2016年06月14日

might not impossibly rally

while the teachings of nature and the dignity of Cumbrian peasant life had confirmed his high opinion of the essential worth of man. The upheaval of the French people, therefore, and the downfall of privilege, seemed to him no portent for good or evil, but rather the tardy return of a society to its stable equilibrium. He passed through revolutionized Paris with satisfaction and sympathy, but with little active emotion, and proceeded first to Orleans, and then to Blois, between which places he spent nearly a year. At Orleans he became intimately acquainted with the nobly-born but republican general Beaupuis, an inspiring example of all in the Revolution that was self-devoted and chivalrous and had compassion on the wretched poor. In conversation with him Wordsworth learnt with what new force the well-worn adages of the moralist fall from the lips of one who is called upon to put them at once in action, and to stake life itself on the verity of his maxims of honour. The poet’s heart burned within him as he listened. He could not indeed help mourning sometimes at the sight of a dismantled chapel, or peopling in imagination the forest-glades in which they sat with the chivalry of a bygone day. But he became increasingly absorbed in his friend’s ardour, and the Revolution—mulier formosa superne—seemed to him big with all the hopes of man fucoidan.
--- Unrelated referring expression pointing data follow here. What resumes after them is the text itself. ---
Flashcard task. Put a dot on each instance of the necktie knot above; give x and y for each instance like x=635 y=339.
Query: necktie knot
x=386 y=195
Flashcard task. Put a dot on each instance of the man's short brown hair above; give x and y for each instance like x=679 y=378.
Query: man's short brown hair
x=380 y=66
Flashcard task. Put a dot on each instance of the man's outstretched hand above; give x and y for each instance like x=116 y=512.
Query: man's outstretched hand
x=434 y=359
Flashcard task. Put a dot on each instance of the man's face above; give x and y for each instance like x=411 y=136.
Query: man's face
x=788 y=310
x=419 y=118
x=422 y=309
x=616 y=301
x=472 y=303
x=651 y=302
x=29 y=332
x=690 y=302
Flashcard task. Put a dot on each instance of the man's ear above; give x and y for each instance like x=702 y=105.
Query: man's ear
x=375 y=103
He returned to Paris in October 1792,—a month after the massacres of September; and he has described his agitation and dismay at the sight of such world-wide destinies swayed by the hands of such men. In a passage which curiously illustrates that reasoned self-confidence and deliberate boldness which for the most part he showed only in the peaceful incidents of a literary career, he has told us how he was on the point of putting himself forward as a leader of the Girondist party, in the conviction that his singleheartedness of aim would make him, in spite of foreign birth and imperfect speech, a point round which the confused instincts of the multitude.
Such a course of action,—which, whatever its other results, would undoubtedly have conducted him to the guillotine with his political friends in May 1793,—was rendered impossible by a somewhat undignified hindrance. Wordsworth, while in his own eyes “a patriot of the world,” was in the eyes of others a young man of twenty-two, travelling on a small allowance, and running his head into unnecessary dangers. His funds were stopped, and he reluctantly returned to England at the close of 1792 .
And now to Wordsworth, as to many other English patriots, there came, on a great scale, that form of sorrow which in private life is one of the most agonizing of all—when two beloved beings, each of them erring greatly, become involved in bitter hate. The new-born Republic flung down to Europe as her battle-gage the head of a king. England, in an hour of horror that was almost panic, accepted the defiance, and war was declared between the two countries early in 1793. “No shock,” says Wordsworth.